While searching, I did come across a couple interesting CPU's that are going the other way:
The main problem I see mentioned when going the other way (ARM emulating x86) is dealing with "flags". Since recent Intel processors already support "flagless" variants of most of the instructions (SARX, MULX, etc) this doesn't seems like it could be insurmountable.
BTS with a memory operand. Now that would be bad. What compiler people learned was to avoid the CISC-iest instructions in favor of RISCy ld/st+registers instructions. What Intel learned was to make RISCy instructions fast. However after translation to uops, the instruction encoding itself just didn't matter.
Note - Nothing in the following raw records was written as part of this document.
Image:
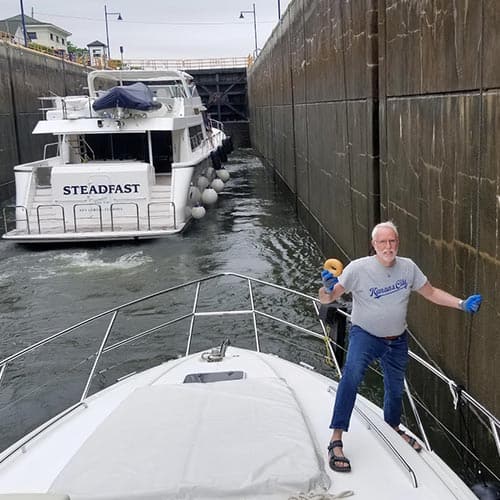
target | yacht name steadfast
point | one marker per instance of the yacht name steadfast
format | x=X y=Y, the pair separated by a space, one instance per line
x=101 y=189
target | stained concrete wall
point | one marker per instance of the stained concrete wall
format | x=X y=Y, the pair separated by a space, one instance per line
x=26 y=75
x=378 y=109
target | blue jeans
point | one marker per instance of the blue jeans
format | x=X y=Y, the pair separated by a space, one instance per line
x=363 y=350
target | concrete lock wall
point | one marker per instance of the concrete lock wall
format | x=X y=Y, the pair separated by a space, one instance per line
x=26 y=75
x=390 y=109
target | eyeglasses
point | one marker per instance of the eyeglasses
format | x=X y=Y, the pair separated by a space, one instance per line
x=385 y=242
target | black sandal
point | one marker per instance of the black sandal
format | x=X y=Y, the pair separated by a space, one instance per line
x=410 y=440
x=332 y=458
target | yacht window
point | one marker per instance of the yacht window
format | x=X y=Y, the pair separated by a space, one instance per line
x=117 y=146
x=195 y=136
x=204 y=378
x=193 y=90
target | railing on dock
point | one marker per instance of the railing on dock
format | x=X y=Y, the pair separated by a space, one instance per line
x=187 y=64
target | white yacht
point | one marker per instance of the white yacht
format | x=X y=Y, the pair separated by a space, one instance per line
x=246 y=419
x=136 y=158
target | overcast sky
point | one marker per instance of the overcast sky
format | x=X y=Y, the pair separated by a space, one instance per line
x=159 y=29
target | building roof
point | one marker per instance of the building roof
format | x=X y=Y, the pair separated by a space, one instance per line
x=11 y=24
x=96 y=43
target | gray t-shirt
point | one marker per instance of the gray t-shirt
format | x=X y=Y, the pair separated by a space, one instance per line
x=380 y=294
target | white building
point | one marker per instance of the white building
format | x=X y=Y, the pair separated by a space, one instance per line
x=97 y=51
x=39 y=32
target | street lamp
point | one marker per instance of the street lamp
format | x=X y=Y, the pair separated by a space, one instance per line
x=119 y=18
x=254 y=25
x=24 y=24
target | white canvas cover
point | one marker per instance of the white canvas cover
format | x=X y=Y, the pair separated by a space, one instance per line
x=233 y=440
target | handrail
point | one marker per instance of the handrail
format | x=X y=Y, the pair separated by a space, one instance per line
x=86 y=205
x=16 y=220
x=253 y=312
x=151 y=203
x=56 y=205
x=112 y=206
x=45 y=147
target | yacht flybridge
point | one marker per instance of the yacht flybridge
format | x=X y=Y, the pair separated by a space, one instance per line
x=136 y=158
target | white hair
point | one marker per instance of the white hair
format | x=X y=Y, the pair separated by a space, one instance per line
x=387 y=224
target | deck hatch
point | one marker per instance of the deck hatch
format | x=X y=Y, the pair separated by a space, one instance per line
x=204 y=378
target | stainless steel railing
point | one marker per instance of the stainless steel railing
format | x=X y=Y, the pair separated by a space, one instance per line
x=256 y=314
x=71 y=224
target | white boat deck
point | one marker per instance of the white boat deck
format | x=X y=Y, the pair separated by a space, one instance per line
x=154 y=437
x=49 y=220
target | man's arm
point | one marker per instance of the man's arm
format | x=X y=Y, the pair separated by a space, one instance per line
x=440 y=297
x=328 y=297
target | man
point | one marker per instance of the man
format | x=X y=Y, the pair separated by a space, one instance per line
x=380 y=286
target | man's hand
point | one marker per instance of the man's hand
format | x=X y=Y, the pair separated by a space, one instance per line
x=471 y=304
x=329 y=280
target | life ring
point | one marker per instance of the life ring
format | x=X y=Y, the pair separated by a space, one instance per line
x=334 y=266
x=216 y=163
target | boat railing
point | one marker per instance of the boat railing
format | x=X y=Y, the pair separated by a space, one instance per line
x=80 y=207
x=50 y=218
x=152 y=204
x=216 y=124
x=47 y=146
x=16 y=220
x=18 y=216
x=121 y=205
x=196 y=312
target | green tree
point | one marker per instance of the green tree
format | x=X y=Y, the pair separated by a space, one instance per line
x=77 y=51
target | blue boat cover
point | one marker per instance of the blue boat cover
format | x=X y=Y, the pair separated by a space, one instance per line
x=135 y=96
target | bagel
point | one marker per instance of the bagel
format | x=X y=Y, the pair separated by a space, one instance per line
x=334 y=266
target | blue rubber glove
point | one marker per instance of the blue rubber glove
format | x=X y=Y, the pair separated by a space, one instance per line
x=472 y=304
x=329 y=280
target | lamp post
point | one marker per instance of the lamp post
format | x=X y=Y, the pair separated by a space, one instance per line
x=254 y=26
x=119 y=18
x=24 y=24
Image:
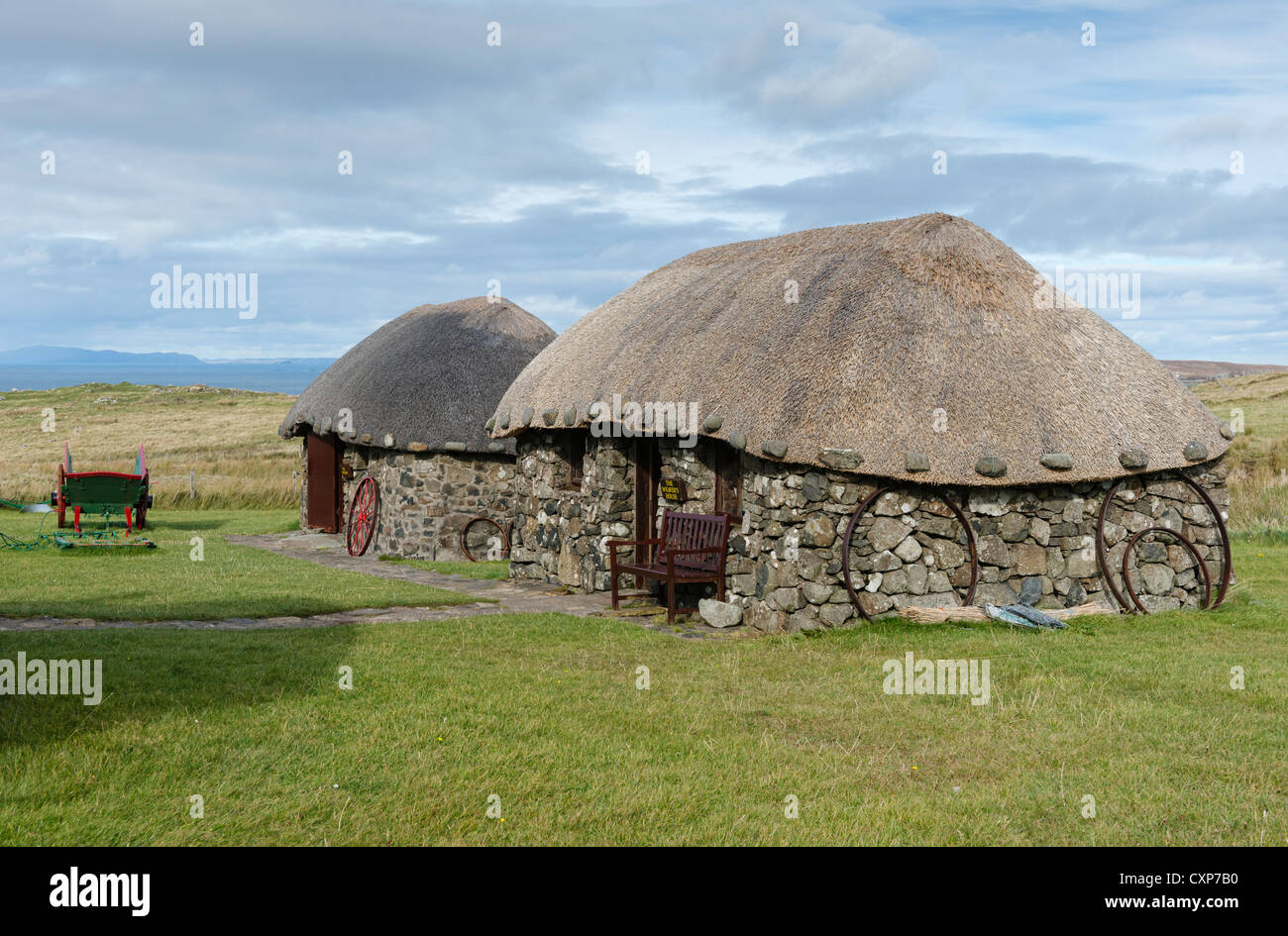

Also, register renaming helps a LOT; so you don't need a 32 direct registers when 16 registers renamed to 180 internal registers will more than do. Register renaming predates RISC by 15 years (Tomosulo). I'd almost say it's anti-RISC.
BTW, Elbrus + Transmeta are kinda joined at the hip. Babayan consulted at Sun with Ditzel and is now at Intel. Half the Transmeta people went to NVidia (eventually) and did an x86 before switching to ARM (Denver).
Eventually people will see RISC as the provisional idea it is. Register renaming is a Great Idea. Uop translation is a Great Idea. RISC is provisional.
> The main problem I see mentioned when going the other way (ARM emulating x86) is dealing with "flags".
I see the much larger problem in ARM emulating the memory model of x86, which gives much stronger guarantees on ordering and synchronization than the weak memory model used by ARM processors.
The big idea of RISC was to avoid microprogramming and have a simple to decode ISA which was directly executed by a short simple pipeline. ld/st + lots of registers + C compiler. Awesome.
Indeed in Patterson+Ditzel's version of Luther's 95 theses, they say:
They say this in the section Reasons For Increased Complexity. RISC is revolting from that complexity, from microprogramming, so how can μops be RISC if that's what they were revolting from?I think people say this because no one knows what microprogramming is anymore. You might read one paper in a graduate architecture seminar. And no one but no one writes microprograms.
The decode stage of Haswell translates add RAX,RBX into a '150b' μop. If can you read Agner Fog and you'll know how many μops, what the latencies are, etc. These are empirically determined properties of the μop but that's it. You know the Decoded ICache characteristics. But you don't know the ISA.
After all that's done, you're left with maybe a 14-pipestage data path. That's not RISC. Complicated instructions (AAA) get interpreted. That's not RISC. Multiple functional units can calculate 2+3 operand effective addresses. That's not RISC. This all is REALLY not RISC.
μops are micro-instructions, not RISC instructions.
BTW, the alternate decoder kinda wouldn't work so well because the microarchitecture, functional units, datapath, caches and registers are really set up for x86. Folks wanted something like that at Transmeta, a Java processor, but the HW was designed for x86.